An effort to make the most radical changes to the global tax system in a century gained significant momentum on Thursday when 130 countries agreed to a plan in which multinational corporations would pay a fair share of tax wherever they operate.

The deal comes closer to a goal that had proved elusive for the global community for decades as countries tried to prevent companies from buying the jurisdiction with the lowest rates – what the Treasury Secretary Janet Yellen has called a 30-year “race to the bottom” on corporate taxes.

The outcome of the negotiations, overseen by the Paris-based Organization for Economic Co-operation and Development and relaunched this year by President Joe Biden, is also remarkable as it includes China, Russia and India among the signatories – large economies that were wary of a tax review.

The framework includes a minimum corporate tax rate of 15%, which had been proposed by the United States, and rules that would require tech giants like Amazon and Facebook and other large global companies to pay taxes. taxes in countries where their goods or services are sold, even if they are not physically present there.

Closing some of the world’s most notorious tax loopholes will generate an estimated $ 150 billion in additional tax revenue each year, said the OECD, reshaping global trade and strengthening the finances that have deteriorated in many countries after more than ‘one year of fighting the pandemic.

A final deal could also end a brewing global trade war over the taxation of companies like Amazon, Google, Facebook and others that generate online revenue around the world.

Critical details still need to be worked out, including how to execute the plan, which is expected to be finalized in October, the OECD said. And after that, the new digital taxes and global minimum taxes on businesses are still expected to be approved by Congress and national legislatures.
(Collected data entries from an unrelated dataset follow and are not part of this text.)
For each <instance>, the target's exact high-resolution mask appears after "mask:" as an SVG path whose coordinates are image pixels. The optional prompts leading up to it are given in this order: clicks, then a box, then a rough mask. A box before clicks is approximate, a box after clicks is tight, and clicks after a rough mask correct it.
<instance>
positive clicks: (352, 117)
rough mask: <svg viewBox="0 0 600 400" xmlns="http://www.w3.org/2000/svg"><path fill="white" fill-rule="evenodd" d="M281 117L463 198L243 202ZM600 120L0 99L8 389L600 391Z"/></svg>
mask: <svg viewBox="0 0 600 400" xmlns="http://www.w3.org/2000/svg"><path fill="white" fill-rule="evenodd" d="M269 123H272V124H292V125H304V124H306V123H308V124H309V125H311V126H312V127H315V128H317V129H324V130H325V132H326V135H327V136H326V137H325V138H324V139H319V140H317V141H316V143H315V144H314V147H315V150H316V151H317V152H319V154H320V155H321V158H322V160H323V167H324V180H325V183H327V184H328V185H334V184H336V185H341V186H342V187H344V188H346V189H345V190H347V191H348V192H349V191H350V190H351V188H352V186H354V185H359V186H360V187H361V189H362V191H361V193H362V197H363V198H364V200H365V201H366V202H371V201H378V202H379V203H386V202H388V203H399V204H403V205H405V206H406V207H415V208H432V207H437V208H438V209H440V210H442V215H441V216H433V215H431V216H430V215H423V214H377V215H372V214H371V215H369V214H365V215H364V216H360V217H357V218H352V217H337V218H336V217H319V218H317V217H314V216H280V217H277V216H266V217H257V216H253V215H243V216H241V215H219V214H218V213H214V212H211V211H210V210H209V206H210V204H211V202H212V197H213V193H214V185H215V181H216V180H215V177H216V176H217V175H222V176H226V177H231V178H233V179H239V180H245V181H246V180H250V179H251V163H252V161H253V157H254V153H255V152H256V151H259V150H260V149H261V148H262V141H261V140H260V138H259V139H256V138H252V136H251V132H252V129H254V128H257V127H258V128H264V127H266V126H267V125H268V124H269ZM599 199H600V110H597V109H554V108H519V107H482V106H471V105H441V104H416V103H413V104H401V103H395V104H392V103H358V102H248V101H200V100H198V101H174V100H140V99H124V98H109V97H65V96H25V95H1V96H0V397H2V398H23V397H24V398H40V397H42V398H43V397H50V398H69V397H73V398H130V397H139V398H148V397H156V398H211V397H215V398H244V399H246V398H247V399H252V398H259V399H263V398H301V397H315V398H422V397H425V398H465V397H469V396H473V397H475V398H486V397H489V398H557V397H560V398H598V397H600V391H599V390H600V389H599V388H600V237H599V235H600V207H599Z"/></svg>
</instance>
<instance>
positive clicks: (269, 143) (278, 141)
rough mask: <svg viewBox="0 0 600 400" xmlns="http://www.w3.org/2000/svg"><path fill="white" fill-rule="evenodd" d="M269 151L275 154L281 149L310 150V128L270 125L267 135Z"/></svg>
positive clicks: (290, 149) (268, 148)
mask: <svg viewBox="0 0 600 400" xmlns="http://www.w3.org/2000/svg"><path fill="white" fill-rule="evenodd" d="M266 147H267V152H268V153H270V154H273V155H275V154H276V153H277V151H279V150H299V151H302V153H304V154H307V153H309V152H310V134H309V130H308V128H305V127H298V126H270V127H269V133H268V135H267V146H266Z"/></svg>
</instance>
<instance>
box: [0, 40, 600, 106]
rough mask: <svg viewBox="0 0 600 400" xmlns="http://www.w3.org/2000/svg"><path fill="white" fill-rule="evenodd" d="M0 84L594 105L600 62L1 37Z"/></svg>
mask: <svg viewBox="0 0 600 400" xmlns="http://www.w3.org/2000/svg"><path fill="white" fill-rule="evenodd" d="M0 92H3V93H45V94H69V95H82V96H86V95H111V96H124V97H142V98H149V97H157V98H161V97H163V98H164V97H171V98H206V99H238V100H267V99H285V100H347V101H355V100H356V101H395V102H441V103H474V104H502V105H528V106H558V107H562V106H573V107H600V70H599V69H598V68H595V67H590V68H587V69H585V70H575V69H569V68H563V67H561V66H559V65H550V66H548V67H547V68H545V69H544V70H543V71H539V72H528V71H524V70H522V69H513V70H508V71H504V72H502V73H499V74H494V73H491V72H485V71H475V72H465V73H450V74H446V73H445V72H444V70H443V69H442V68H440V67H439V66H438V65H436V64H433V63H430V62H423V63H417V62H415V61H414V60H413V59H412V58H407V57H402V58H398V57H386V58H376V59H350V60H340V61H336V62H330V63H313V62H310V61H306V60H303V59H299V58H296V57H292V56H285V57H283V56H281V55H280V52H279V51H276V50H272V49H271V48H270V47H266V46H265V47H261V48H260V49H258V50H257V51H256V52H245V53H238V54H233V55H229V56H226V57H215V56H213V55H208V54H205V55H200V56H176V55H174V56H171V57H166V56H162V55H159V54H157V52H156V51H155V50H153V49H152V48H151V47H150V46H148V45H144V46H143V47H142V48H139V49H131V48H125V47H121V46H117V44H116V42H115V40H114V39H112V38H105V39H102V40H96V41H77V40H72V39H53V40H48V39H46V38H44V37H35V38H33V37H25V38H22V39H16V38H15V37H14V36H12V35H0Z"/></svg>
Small countries that have long benefited from being tax havens are waiting for better conditions.

Ireland in particular resisted a 15% minimum tax and refused to sign Thursday’s deal.

The tax havens of the Breezy Islands of the Caribbean have also refused to sign, including Barbados, Saint Vincent and the Grenadines. Hungary and Estonia, anxious to preserve their ultra-low tax regimes, have joined the dissidents, as have Kenya, Nigeria, Peru and Sri Lanka.